Versions Compared

Key

  • This line was added.
  • This line was removed.
  • Formatting was changed.

Date

Authors

Andy Dingley

Status

Done

Summary

TIS services could not access reference data

Impact

Some TIS functionality may was unavailable during the downtime

Non-technical Description

Several of the TIS functions rely on access to reference data, such as Site, Title, Gender.
The service which provides the reference data was migrated to a new location, but not all of the existing TIS functions were informed of the new location.

...

Trigger

  • The TIS-REFERENCE service was stopped on stage, prod and NIMDTA environments (with the expectation that the ECS instance was already being used).

Detection

  • Sentry error received in #sentry-esr that the ESR-NOTIFICATIONGENERATOR service could not access trust codes.

  • User notification that bulk upload was displaying error messages.

...

Resolution

  • TIS-REFERENCE restarted on prod blue to restore functionality.

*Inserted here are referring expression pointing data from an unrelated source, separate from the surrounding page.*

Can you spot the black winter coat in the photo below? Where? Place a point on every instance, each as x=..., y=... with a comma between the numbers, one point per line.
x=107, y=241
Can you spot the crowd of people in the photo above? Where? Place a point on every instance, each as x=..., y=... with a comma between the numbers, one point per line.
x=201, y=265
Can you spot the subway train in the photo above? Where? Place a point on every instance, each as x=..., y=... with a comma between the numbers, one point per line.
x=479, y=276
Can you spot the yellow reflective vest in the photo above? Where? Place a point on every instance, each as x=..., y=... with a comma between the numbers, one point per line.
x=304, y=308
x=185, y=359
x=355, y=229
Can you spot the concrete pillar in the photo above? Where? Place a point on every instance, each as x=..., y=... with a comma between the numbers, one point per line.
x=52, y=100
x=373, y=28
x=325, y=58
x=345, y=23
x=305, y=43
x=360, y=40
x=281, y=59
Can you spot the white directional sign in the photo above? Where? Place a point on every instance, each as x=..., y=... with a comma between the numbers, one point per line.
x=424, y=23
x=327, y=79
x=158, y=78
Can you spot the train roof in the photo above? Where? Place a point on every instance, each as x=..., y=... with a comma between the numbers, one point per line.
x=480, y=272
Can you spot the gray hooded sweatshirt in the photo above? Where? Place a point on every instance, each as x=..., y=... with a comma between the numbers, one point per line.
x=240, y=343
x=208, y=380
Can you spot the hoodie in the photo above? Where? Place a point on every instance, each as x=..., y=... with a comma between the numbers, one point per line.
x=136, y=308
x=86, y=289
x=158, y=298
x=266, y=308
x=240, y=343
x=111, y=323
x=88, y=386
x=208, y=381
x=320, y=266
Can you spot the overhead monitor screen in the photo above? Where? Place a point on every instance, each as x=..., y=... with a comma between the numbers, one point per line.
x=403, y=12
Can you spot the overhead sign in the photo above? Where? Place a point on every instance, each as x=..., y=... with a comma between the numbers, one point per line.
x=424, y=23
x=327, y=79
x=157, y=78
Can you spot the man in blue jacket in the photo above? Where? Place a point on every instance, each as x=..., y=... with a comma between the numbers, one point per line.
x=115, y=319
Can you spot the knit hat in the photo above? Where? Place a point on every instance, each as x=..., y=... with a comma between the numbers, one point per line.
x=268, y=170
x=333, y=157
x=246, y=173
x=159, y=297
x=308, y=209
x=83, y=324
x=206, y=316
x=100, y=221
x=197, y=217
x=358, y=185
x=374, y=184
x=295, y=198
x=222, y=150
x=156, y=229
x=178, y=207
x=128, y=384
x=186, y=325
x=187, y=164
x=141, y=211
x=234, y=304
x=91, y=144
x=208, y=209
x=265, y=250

  • Affected services re-deployed (ESR-NOTIFICATIONGENERATOR, TIS-CONCERNS, TIS-PROFILE and TIS-SYNC).

  • TIS-REFERENCE stopped again on prod blue.

...

Timeline

  • 16:00 - TIS-REFERENCE stopped on all environments

  • 16:03 - ESR notification generator exception picked up by Sentry and sent as slack notification.

  • 16:16 - TIS-REFERENCE restarted on prod blue.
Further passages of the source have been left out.